But your premiums might increase after such an incident, and after two dog bites, the insurer will probably refuse to cover the dog.

2. You Neglect Your Home

“The bulk of claims we get are due to a lack of maintenance,” says Mike McCartin, president of Joseph W. McCartin Insurance Co. in College Park, Md.

Simple and inexpensive maintenance saves thousands of dollars in repair costs. For instance, when is the last time you checked the hoses on your washing machine? Over time the rubber deteriorates, and the hoses can spring a leak and cause water damage.

Although one claim generally won’t increase your home insurance rates, Ross notes your insurance bill could go up if your claim removes a discount you had received for having a clean claims history.

Multiple claims for the same thing raise a red flag with insurance companies because they show a pattern of possible neglect. It’s also critical to quickly address a problem, such as a water leak, so it doesn’t lead to more damage, McCartin says.

3.  Your Fire Prevention Efforts Leave a Lot to be Desired

Your home insurance premiums could increase if your home suffers major damage in a wildfire, or you could face non-renewal of your policy if you haven’t taken measures to protect your home, says Derek Ross, vice president of C.M. Meiers Co.
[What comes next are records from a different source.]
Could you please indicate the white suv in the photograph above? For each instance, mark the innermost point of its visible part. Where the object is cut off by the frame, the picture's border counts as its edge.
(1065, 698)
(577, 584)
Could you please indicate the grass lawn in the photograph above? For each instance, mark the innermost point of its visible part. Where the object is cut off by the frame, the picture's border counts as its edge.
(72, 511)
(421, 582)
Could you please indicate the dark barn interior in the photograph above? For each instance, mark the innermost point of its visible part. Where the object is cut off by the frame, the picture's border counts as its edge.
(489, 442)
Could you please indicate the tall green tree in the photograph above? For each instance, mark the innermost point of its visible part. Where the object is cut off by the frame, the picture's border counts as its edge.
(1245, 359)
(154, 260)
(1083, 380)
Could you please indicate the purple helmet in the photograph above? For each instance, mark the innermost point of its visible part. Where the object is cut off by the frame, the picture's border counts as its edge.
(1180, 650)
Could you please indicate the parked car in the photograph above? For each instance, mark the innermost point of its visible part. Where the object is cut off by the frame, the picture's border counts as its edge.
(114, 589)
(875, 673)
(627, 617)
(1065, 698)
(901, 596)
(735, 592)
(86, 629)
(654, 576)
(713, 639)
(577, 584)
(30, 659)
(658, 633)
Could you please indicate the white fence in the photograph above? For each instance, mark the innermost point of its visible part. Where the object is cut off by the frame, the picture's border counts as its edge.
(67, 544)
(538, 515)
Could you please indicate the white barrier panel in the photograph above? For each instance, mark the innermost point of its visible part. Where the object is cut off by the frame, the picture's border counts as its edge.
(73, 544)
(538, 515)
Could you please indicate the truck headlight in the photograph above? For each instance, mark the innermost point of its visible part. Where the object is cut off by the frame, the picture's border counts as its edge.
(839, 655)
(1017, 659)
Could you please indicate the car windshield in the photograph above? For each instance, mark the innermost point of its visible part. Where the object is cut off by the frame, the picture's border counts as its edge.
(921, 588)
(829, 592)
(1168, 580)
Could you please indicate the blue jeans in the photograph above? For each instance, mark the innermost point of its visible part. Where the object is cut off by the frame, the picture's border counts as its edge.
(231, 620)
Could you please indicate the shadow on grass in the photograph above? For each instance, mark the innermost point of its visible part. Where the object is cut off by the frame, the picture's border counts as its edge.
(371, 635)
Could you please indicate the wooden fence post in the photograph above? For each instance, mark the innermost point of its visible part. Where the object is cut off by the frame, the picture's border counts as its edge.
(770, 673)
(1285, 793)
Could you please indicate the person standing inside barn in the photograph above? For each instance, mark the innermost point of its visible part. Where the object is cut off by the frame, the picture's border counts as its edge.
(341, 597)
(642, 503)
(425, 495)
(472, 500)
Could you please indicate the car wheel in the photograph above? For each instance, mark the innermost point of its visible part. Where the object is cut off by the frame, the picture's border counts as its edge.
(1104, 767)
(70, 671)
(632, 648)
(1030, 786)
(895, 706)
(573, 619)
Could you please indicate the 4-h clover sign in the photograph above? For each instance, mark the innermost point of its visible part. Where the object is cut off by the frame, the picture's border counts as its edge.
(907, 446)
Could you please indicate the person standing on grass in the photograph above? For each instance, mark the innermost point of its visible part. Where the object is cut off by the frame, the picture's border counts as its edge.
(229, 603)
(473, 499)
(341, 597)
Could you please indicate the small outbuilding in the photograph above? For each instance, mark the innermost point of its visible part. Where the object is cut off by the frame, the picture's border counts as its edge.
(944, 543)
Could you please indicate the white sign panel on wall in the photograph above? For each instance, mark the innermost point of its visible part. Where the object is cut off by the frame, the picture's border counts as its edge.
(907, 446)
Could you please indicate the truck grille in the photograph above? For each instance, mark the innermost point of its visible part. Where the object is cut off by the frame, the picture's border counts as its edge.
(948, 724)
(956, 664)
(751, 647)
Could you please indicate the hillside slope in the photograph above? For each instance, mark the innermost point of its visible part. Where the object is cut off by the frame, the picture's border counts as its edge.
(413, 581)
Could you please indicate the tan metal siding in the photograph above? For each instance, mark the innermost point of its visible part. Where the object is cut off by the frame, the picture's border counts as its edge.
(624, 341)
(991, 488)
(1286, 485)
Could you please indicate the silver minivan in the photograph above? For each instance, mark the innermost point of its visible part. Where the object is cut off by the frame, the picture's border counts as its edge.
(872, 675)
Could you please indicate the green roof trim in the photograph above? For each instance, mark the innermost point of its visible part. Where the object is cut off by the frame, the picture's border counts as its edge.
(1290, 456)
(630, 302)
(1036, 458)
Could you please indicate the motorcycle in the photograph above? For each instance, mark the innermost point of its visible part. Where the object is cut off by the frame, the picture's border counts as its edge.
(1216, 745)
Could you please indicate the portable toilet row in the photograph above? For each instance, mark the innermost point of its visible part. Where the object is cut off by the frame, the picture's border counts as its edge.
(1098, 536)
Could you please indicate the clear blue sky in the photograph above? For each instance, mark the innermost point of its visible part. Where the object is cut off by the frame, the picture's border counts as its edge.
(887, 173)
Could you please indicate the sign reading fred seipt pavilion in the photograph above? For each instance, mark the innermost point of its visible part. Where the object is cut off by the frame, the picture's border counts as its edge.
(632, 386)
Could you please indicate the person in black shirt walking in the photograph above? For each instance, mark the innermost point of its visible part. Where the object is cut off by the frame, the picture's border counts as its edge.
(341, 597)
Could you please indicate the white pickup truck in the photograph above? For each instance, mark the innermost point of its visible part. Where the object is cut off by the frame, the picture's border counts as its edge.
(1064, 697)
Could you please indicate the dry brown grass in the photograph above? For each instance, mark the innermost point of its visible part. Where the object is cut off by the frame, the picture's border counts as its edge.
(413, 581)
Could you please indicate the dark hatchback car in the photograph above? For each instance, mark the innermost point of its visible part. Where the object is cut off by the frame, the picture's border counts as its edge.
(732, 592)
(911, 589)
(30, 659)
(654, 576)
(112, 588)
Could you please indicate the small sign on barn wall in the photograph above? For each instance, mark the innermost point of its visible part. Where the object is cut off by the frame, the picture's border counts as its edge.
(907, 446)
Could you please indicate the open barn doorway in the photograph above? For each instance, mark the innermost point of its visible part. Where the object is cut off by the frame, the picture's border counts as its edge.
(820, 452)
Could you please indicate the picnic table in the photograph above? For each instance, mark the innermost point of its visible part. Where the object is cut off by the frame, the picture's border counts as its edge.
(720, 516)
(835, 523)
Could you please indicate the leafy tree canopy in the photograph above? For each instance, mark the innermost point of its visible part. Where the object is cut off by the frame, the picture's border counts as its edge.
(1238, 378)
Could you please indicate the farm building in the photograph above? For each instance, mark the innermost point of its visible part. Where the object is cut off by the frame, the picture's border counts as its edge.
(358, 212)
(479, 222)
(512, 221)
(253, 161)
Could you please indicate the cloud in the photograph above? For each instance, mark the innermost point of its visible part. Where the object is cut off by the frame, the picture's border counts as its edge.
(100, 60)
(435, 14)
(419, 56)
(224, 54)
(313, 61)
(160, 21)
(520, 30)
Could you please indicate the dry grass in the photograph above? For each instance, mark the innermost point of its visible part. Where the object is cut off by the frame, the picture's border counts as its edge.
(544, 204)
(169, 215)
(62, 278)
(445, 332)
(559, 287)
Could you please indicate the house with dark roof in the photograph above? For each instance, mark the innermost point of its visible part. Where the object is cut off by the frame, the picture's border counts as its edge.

Inc. in Woodland Hills, Calif. Remove brush and weeds around your home to provide defensible space from fire. For example, Ross says one of his clients in the hills around Malibu landscaped the area around his house with fire-resistant plants and put in a 5,000-gallon emergency water supply for fighting fires.

4. You File Too Many Home Insurance Claims

McCartin suggests you weigh the cost of filing small claims against the risk of a potential premium increase. It might be less expensive in the long run to pay out of pocket for small issues instead of filing claims on each one and then getting hit with a big premium hike or, worse, non-renewal of your policy.

“You want the insurance to be there when you really need it,” he says.